Fig. 6: r&bLED patch combined with F-gel regulate macrophage polarization through energy-based metabolic reprogramming.

a Schematic diagram of the protocol (G1, Control; G2, LPS; G3, LPS + F-gel; G4, LPS+rLED; G5, LPS + F-gel+rLED) (rLED, 3 J/cm²; NADH concentration in F-gel,100 μM)). b Schematic diagram of the mechanisms of rLED combined with F-gel to regulates macrophage polarization through metabolic reprogramming. c Real-time measurement of ECAR and OCR (c) of THP-1 cells left unstimulated (control) or stimulated with LPS. d Intracellular NAD(H) levels (left) and NAD⁺/NAD(H) ratio (right) in THP-1 cells after different treatment. e Intracellular NO_x levels (left) and CIV activity (right) in THP-1 cells after different treatments. f, g NF-κB p65 nuclear translocation of THP-1 and RAW264.7 cells observed by CLSM (f) after cocultured with or without LPS and different treatments and quantitative analysis of P65 intensity in the nucleus (g). h, i iNOS of THP-1 and RAW264.7 cells observed by CLSM (h) after different treatments and quantitative analysis of average fluorescence intensity (i). j Pro-inflammatory cytokine levels in THP-1 cells culture supernatant quantified by ELISA. k Flow cytometry analysis of CD206 and CD86 expression in THP-1 cells. l Quantitative analysis of CD86^-/CD206^-, CD86⁺/CD206^- and CD86^-/CD206⁺ cells.
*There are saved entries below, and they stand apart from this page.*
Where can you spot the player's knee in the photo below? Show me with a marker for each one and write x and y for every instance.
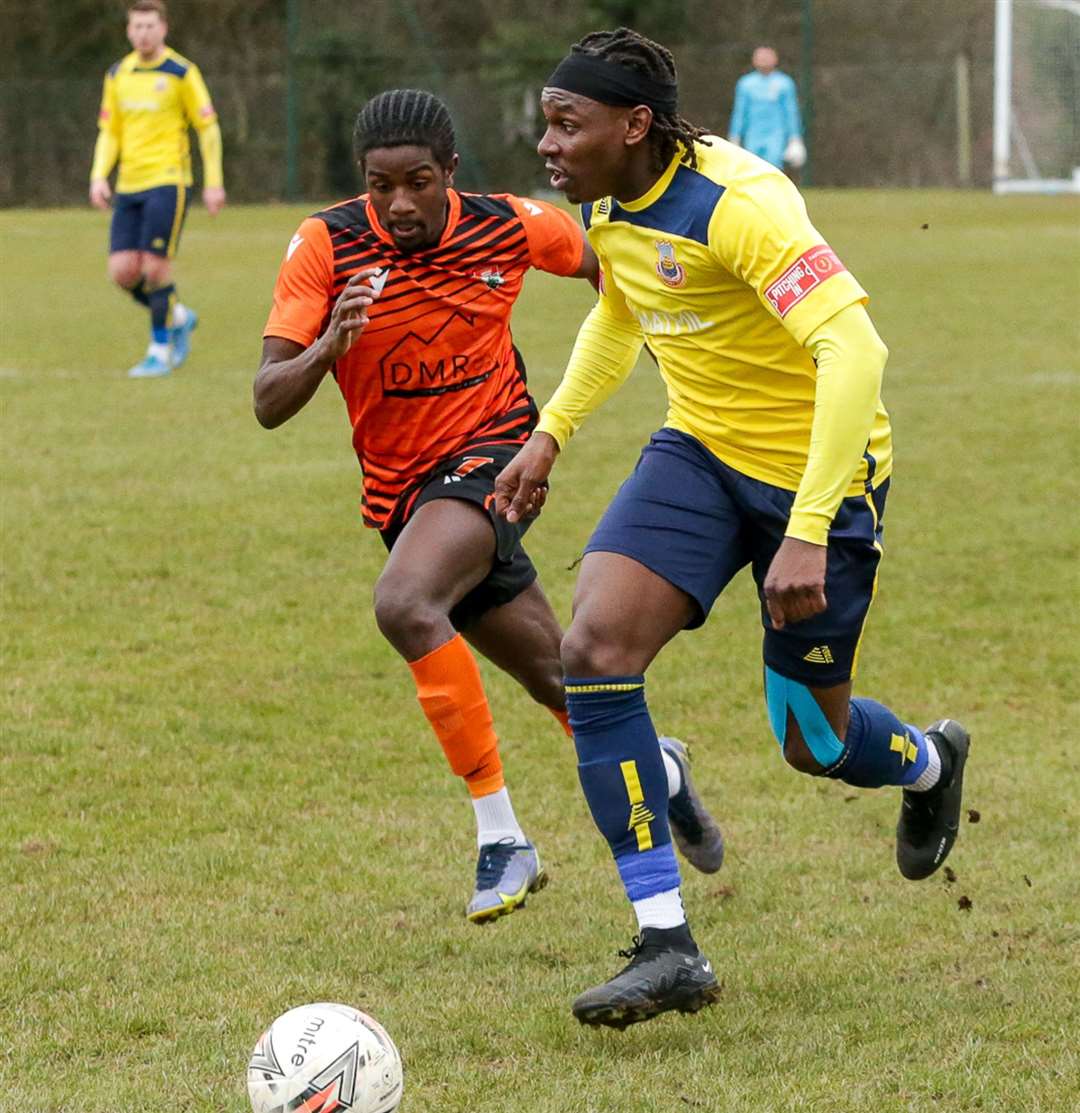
(588, 650)
(402, 619)
(125, 272)
(156, 271)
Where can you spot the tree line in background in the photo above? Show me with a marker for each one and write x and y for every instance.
(882, 80)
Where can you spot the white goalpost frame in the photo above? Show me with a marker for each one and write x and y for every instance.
(1007, 133)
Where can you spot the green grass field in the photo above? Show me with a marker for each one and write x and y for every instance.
(219, 799)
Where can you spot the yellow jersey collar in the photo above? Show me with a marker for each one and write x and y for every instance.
(656, 190)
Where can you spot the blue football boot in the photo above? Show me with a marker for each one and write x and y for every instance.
(507, 873)
(150, 366)
(696, 831)
(180, 337)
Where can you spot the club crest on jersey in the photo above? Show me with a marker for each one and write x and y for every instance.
(492, 277)
(669, 269)
(467, 468)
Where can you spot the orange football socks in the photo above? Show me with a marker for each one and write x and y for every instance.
(451, 693)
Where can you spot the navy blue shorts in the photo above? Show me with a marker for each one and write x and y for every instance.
(149, 220)
(694, 521)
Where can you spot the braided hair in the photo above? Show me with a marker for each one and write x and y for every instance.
(405, 118)
(637, 52)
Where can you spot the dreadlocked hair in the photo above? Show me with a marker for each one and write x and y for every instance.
(405, 118)
(637, 52)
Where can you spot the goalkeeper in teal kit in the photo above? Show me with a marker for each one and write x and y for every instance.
(765, 119)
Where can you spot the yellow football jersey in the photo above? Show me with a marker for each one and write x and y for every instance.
(148, 109)
(724, 275)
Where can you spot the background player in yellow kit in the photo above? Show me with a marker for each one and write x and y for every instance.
(775, 453)
(149, 100)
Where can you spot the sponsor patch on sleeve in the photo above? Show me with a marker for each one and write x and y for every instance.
(810, 269)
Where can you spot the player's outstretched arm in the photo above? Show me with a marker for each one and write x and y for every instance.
(290, 374)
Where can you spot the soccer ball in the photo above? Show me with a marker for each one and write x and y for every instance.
(325, 1059)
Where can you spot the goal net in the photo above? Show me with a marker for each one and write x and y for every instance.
(1037, 96)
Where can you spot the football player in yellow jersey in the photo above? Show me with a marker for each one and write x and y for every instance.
(775, 453)
(149, 100)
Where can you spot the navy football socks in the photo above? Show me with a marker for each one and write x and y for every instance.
(879, 749)
(624, 779)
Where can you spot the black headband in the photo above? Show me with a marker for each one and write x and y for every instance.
(612, 84)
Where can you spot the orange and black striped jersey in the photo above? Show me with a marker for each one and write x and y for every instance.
(434, 373)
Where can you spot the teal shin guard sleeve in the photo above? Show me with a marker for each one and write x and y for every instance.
(782, 696)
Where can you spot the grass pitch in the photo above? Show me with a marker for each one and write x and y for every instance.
(218, 798)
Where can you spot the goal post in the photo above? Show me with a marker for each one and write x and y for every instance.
(1037, 96)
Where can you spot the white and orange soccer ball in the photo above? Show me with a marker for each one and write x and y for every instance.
(325, 1059)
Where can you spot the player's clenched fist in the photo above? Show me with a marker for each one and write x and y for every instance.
(521, 486)
(349, 317)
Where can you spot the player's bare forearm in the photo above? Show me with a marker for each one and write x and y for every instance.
(521, 486)
(287, 378)
(290, 373)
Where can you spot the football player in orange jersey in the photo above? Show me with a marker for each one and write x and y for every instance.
(404, 296)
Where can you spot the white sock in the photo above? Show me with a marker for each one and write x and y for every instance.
(665, 909)
(931, 775)
(675, 775)
(496, 819)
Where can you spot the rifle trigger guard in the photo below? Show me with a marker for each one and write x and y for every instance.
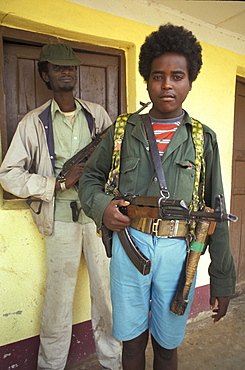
(163, 192)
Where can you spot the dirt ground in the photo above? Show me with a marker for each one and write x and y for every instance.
(207, 346)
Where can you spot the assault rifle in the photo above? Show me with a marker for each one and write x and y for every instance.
(167, 209)
(84, 154)
(81, 156)
(155, 207)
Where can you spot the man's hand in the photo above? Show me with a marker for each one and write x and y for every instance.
(113, 219)
(221, 309)
(73, 176)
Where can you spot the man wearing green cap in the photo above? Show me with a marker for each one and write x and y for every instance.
(44, 140)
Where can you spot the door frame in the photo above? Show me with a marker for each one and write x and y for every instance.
(36, 39)
(233, 227)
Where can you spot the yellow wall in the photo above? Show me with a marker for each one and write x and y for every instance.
(22, 252)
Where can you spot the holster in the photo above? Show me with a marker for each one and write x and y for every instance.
(106, 235)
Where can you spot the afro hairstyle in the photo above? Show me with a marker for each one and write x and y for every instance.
(171, 39)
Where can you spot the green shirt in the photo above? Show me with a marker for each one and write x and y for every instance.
(137, 176)
(69, 138)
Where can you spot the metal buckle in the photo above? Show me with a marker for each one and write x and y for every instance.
(174, 225)
(155, 225)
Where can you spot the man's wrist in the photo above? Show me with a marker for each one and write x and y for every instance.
(62, 183)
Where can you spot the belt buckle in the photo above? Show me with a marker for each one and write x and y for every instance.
(173, 229)
(155, 225)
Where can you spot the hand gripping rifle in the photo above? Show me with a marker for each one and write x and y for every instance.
(154, 207)
(81, 156)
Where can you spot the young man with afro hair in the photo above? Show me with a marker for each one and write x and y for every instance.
(169, 61)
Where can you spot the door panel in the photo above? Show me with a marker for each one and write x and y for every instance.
(237, 229)
(97, 81)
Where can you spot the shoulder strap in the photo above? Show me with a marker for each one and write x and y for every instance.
(155, 156)
(199, 184)
(113, 178)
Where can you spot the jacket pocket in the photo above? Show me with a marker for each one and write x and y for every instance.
(185, 177)
(129, 175)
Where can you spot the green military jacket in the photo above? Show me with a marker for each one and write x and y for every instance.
(137, 176)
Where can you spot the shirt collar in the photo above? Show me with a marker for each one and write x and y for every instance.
(55, 108)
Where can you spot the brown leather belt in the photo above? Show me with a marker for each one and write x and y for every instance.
(161, 228)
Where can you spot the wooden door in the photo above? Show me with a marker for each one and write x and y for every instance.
(237, 229)
(99, 81)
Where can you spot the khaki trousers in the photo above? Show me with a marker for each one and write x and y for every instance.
(64, 249)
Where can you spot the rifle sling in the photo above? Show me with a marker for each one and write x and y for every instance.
(140, 261)
(155, 153)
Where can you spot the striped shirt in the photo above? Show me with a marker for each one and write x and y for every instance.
(164, 130)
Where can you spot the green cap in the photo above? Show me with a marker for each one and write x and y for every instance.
(59, 54)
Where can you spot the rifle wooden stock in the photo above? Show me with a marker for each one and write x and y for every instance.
(180, 300)
(133, 211)
(83, 154)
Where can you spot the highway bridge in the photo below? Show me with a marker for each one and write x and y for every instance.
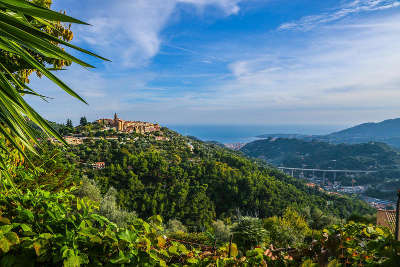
(293, 171)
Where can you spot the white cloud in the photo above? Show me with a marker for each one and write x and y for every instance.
(339, 76)
(351, 7)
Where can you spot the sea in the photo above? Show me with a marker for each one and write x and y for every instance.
(228, 134)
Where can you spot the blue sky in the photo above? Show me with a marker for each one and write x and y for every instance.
(330, 62)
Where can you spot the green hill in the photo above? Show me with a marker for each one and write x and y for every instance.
(317, 154)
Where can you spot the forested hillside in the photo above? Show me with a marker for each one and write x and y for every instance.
(386, 131)
(317, 154)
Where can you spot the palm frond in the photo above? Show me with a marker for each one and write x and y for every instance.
(21, 38)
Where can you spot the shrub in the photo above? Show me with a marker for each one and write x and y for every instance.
(248, 232)
(288, 231)
(175, 225)
(222, 232)
(196, 238)
(110, 209)
(88, 188)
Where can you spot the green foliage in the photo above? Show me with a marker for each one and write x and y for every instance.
(110, 209)
(194, 238)
(290, 230)
(30, 40)
(222, 232)
(174, 226)
(195, 187)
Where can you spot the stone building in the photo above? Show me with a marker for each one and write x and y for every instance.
(129, 126)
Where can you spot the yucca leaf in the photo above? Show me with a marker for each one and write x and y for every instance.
(36, 65)
(28, 8)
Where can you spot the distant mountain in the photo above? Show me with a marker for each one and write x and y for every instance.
(375, 156)
(387, 131)
(317, 154)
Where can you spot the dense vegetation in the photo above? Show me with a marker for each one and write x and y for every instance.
(322, 155)
(52, 215)
(195, 182)
(378, 157)
(386, 131)
(46, 220)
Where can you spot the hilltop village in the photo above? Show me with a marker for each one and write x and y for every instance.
(111, 129)
(128, 126)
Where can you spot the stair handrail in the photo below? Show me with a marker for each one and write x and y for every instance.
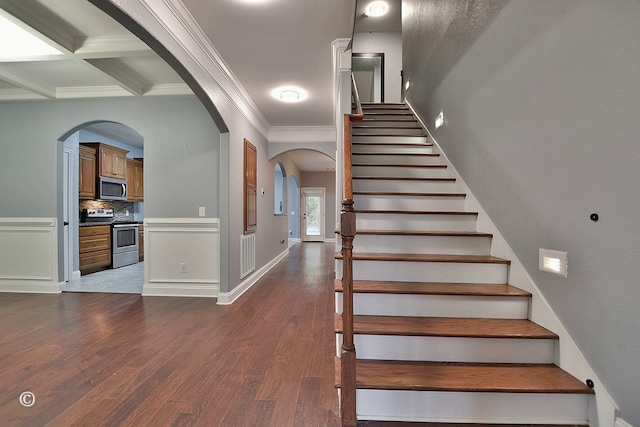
(348, 232)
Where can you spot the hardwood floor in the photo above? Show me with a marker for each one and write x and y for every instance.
(126, 360)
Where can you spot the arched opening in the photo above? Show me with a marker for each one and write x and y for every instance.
(96, 242)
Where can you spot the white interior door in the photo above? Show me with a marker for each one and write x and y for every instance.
(66, 211)
(312, 214)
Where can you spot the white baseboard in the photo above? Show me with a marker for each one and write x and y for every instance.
(177, 289)
(29, 255)
(228, 298)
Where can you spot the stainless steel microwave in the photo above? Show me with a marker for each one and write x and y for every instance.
(112, 188)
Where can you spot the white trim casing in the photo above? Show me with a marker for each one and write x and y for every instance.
(602, 408)
(29, 255)
(228, 298)
(182, 257)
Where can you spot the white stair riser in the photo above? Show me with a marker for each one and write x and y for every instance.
(397, 159)
(356, 131)
(438, 305)
(386, 123)
(413, 222)
(394, 139)
(453, 349)
(404, 172)
(408, 203)
(500, 408)
(458, 245)
(404, 186)
(391, 115)
(430, 271)
(390, 149)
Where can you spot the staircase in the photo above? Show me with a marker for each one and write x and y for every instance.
(440, 334)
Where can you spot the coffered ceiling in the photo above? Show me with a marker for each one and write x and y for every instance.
(265, 45)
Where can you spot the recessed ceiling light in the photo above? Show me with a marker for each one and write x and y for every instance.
(23, 44)
(289, 94)
(377, 8)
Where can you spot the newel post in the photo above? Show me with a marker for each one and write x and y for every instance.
(348, 351)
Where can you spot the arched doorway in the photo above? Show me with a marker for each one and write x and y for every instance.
(88, 261)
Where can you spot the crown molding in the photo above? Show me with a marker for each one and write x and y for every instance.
(183, 28)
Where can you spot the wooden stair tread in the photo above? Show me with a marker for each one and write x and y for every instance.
(405, 178)
(433, 288)
(465, 377)
(423, 135)
(396, 165)
(416, 212)
(397, 154)
(372, 423)
(411, 257)
(422, 233)
(447, 327)
(395, 193)
(391, 144)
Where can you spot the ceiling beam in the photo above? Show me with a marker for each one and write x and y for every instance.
(118, 75)
(111, 47)
(26, 84)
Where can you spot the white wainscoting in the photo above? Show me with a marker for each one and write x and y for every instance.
(182, 257)
(227, 298)
(29, 255)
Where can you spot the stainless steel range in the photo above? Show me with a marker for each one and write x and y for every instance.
(124, 236)
(124, 243)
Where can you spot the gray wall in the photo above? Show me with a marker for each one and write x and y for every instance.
(328, 181)
(542, 118)
(181, 152)
(391, 45)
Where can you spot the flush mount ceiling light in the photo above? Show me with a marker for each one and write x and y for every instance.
(289, 94)
(376, 8)
(23, 44)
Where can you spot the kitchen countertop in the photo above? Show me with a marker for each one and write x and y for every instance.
(95, 223)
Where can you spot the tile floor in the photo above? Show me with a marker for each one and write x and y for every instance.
(123, 280)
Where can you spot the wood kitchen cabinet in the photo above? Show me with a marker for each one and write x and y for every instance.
(87, 172)
(135, 180)
(112, 161)
(141, 242)
(95, 248)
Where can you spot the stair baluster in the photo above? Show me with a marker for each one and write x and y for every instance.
(348, 232)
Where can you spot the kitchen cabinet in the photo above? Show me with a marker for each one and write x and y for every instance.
(141, 242)
(135, 180)
(112, 161)
(95, 248)
(87, 173)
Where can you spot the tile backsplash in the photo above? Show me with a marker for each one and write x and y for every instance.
(119, 208)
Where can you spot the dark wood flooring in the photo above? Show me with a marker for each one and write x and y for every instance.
(126, 360)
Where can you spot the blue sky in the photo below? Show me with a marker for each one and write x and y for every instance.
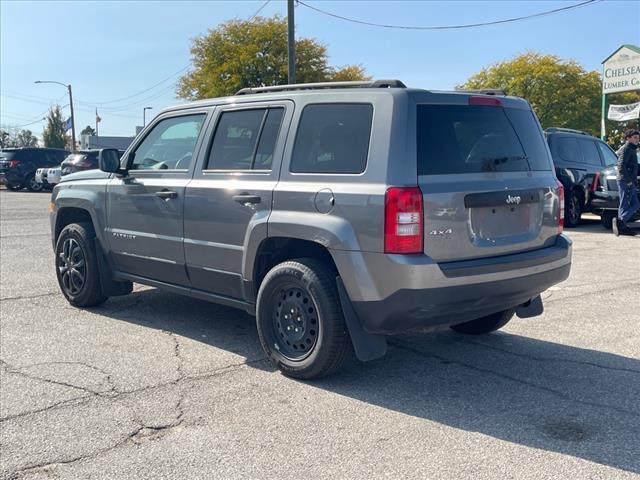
(110, 51)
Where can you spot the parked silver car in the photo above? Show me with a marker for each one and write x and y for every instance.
(336, 213)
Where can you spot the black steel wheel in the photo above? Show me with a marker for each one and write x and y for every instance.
(573, 210)
(606, 219)
(77, 265)
(33, 185)
(300, 320)
(487, 324)
(72, 266)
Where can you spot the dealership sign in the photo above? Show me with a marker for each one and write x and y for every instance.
(622, 70)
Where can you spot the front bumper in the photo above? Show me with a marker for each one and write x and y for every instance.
(396, 293)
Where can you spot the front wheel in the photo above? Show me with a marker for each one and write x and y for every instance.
(77, 266)
(483, 325)
(606, 220)
(299, 319)
(33, 185)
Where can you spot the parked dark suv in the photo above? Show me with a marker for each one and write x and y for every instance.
(18, 166)
(579, 159)
(336, 213)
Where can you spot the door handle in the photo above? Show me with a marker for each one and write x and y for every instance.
(246, 198)
(166, 194)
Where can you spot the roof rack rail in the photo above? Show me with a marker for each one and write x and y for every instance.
(321, 85)
(487, 91)
(567, 130)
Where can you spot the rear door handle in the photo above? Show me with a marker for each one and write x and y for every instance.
(247, 198)
(166, 194)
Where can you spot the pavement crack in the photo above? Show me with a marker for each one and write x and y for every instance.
(511, 378)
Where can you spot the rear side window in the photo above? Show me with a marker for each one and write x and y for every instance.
(472, 139)
(608, 155)
(245, 139)
(590, 152)
(332, 138)
(568, 149)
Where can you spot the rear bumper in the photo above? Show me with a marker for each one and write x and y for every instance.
(420, 293)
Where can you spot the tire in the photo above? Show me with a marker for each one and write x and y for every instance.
(606, 220)
(483, 325)
(32, 185)
(572, 211)
(302, 294)
(76, 252)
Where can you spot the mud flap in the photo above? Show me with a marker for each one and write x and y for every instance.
(110, 287)
(366, 345)
(532, 308)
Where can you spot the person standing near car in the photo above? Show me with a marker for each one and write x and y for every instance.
(627, 183)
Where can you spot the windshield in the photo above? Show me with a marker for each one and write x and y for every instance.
(474, 139)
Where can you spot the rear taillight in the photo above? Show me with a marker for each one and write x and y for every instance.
(596, 182)
(561, 212)
(403, 217)
(487, 101)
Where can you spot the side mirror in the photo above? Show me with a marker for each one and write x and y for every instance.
(109, 160)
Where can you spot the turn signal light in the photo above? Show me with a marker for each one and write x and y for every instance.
(403, 219)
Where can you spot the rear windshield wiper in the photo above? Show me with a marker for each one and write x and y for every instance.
(490, 164)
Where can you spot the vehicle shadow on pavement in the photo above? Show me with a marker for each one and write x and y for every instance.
(557, 398)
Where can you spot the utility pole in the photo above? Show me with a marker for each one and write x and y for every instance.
(73, 121)
(291, 42)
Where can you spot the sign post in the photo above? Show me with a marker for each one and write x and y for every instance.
(620, 73)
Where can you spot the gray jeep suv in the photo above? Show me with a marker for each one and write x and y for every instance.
(336, 213)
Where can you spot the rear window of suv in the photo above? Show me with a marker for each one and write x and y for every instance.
(475, 138)
(333, 138)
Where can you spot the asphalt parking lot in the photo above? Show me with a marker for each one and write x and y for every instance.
(154, 385)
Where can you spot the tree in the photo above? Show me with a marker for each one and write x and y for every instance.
(54, 134)
(88, 131)
(561, 92)
(26, 138)
(240, 54)
(17, 139)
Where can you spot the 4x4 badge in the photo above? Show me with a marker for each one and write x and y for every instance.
(448, 231)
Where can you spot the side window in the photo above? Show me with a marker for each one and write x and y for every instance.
(568, 149)
(590, 152)
(237, 140)
(608, 155)
(332, 138)
(169, 145)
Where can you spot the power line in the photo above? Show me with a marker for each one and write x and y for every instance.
(259, 10)
(138, 93)
(448, 27)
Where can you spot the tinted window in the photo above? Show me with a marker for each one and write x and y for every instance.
(589, 152)
(473, 139)
(568, 149)
(169, 145)
(268, 139)
(608, 155)
(235, 140)
(245, 140)
(332, 138)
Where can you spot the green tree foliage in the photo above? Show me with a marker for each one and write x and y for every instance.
(240, 54)
(88, 130)
(22, 138)
(54, 134)
(561, 92)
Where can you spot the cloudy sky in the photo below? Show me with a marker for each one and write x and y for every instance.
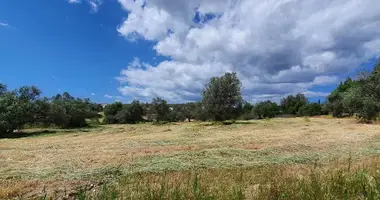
(138, 49)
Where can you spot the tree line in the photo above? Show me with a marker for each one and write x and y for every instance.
(360, 97)
(221, 100)
(26, 106)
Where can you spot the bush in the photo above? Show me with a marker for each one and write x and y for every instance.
(311, 109)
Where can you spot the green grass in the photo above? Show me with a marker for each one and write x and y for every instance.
(257, 183)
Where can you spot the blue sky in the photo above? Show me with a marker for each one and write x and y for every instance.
(62, 47)
(125, 49)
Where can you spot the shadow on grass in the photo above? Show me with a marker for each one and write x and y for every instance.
(22, 134)
(226, 123)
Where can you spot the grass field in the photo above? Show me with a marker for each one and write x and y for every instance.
(59, 163)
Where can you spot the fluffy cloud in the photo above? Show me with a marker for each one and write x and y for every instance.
(277, 47)
(94, 4)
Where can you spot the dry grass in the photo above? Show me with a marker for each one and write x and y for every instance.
(78, 156)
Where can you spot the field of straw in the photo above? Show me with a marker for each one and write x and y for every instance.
(59, 163)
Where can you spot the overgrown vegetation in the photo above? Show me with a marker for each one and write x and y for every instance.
(357, 97)
(26, 106)
(221, 100)
(261, 183)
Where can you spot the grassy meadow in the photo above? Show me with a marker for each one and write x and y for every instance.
(282, 158)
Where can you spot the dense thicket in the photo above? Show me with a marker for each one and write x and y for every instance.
(221, 100)
(359, 97)
(221, 97)
(26, 106)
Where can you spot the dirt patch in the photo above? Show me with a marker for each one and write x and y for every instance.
(36, 189)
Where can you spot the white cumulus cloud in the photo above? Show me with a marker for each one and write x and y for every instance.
(94, 4)
(277, 47)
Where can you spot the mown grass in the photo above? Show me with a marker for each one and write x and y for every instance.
(57, 162)
(284, 182)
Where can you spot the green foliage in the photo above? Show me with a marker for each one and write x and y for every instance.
(117, 113)
(266, 109)
(267, 183)
(69, 112)
(110, 111)
(24, 106)
(311, 109)
(159, 110)
(335, 101)
(222, 97)
(292, 104)
(18, 107)
(360, 97)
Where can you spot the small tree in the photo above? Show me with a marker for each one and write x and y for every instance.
(222, 96)
(266, 109)
(159, 110)
(18, 107)
(130, 114)
(110, 111)
(291, 104)
(311, 109)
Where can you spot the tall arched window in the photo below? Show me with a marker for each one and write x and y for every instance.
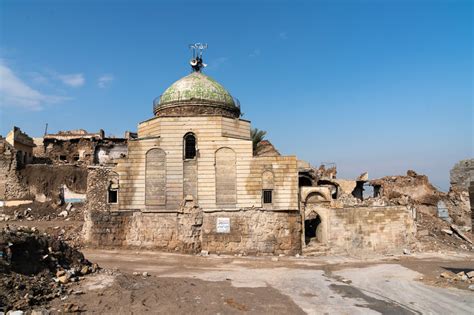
(226, 179)
(189, 146)
(155, 178)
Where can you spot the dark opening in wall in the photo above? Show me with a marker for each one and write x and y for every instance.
(358, 191)
(377, 191)
(113, 196)
(312, 230)
(304, 181)
(333, 187)
(189, 146)
(267, 196)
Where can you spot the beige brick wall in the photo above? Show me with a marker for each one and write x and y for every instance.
(369, 229)
(212, 133)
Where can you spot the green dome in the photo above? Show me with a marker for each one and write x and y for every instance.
(196, 86)
(196, 95)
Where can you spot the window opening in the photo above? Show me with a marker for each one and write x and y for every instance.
(267, 196)
(189, 146)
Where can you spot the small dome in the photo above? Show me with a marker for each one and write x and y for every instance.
(196, 94)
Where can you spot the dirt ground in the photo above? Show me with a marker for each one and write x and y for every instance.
(179, 284)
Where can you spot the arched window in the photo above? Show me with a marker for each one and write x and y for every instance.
(226, 179)
(155, 178)
(267, 188)
(189, 146)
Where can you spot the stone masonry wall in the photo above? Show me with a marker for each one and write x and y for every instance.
(370, 229)
(253, 232)
(11, 186)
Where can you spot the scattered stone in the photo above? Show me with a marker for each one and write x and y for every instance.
(461, 234)
(449, 232)
(64, 279)
(85, 270)
(423, 233)
(447, 275)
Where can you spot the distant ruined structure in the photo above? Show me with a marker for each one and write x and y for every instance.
(190, 180)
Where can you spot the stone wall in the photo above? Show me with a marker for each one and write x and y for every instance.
(253, 232)
(461, 174)
(370, 229)
(11, 186)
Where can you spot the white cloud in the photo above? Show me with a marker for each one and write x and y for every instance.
(39, 78)
(15, 92)
(73, 80)
(283, 35)
(255, 53)
(105, 80)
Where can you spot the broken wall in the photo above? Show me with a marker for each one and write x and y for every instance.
(359, 230)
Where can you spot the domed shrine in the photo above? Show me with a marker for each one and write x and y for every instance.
(191, 180)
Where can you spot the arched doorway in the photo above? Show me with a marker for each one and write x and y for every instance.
(313, 229)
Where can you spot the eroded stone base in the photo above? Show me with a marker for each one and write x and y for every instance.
(250, 232)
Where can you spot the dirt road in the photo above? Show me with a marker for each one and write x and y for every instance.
(181, 284)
Values in c-e, g, i, j represent the mean ± s.d. (n = 5 biologically independent samples in each group). Statistical significance was calculated via one-way ANOVA followed by Tukey’s multiple comparison test. Panel a and b was created with BioRender.com released under a Creative Commons Attribution-NonCommercial-NoDerivs 4.0 International license.